El poder del ejemplo.
“Muéstrate en todo por ejemplo de buenas obras. Que vean en tu enseñanza integridad, dignidad,” Tito 2:7.
Hace más de un siglo andaba por las selvas africanas Henry Morton Stanley (1841-1904) buscando a David Livingstone (1813-1873), que se creía estaba perdido. Stanley lo encontró y vivió con el misionero durante cuatro meses, debajo de la misma tienda.
Al despedirse, Stanley escribió a Inglaterra: “Livingstone compartió conmigo su tienda durante cuatro meses y cuatro días… y no descubrí en él nada digno de censura. Cada día que pasaba en su presencia, más crecía mi admiración por él”.
Más tarde dijo: “Cuando en 1871 encontré a Livingstone, yo era todavía un ateo convicto. Pero allá, en el interior del África silenciosa, tuve mucha oportunidad de pensar sobre el asunto. Vi ante mí a un hombre solitario, y me preguntaba a mí mismo: ‘Pero, al final de cuentas, ¿qué fuerza motiva a este hombre?’ Durante meses oía y admiraba al anciano que cumplía lo que dice la Biblia: ‘Renuncia a ti mismo y sígueme’. Poco a poco, su gran amor por los otros me contagió, y se despertó en mí el amor al prójimo. Yo veía su pureza, su afabilidad, su fervor, su sinceridad y la calma con que realizaba sus tareas, y entonces me convertí; no por sus palabras, sino por la fuerza de su ejemplo”.
Stanley, el escéptico irreverente, fue llevado a Cristo no por la predicación que oyó de Livingstone, sino por los mensajes que vio en la vida del abnegado misionero. ¡El poder del ejemplo!

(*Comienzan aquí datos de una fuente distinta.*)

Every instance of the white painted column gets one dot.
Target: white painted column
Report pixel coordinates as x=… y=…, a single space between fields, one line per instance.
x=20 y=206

Cierta señora que durante doce años había sufrido una atroz enfermedad, después de gastar todos sus haberes en médicos y remedios, oyó hablar del Nazareno, fue por detrás y, tocándole la punta del manto, enseguida se sintió curada. En el acto, Jesús, dándose cuenta del poder que había salido de él, se volvió a la gente, y preguntó “¿Quién ha tocado mis vestidos?”. Sus discípulos le contestaron: “Estás viendo que la gente te oprime, y preguntas: ‘¿Quién me ha tocado?’” Pero él miró alrededor para ver a la que lo había tocado. Entonces la mujer, atemorizada y temblorosa, sabiendo lo que le había sucedido, vino, se postró ante él, y le contó toda la verdad. Y él le dijo: “Hija, tu fe te ha sanado. Ve en paz, y queda sana de tu enfermedad”. (Marcos 5:25-34).
Hay millones de criaturas que sufren los efectos devastadores de los vicios. Pero nosotros, los seguidores de Cristo, somos a veces tan indiferentes que no sale de nosotros ningún poder capaz de ayudar a esas personas que sufren. ¡Cuántas veces se nos acercan pobres criaturas, tocan nuestro corazón, palpan nuestro sentimiento religioso, esperando alguna virtud, pero todo en vano, porque el ejemplo de nuestra vida no las lleva a Dios!
Que Dios nos conceda fuerzas para que demos hoy un valioso testimonio de nuestra fe.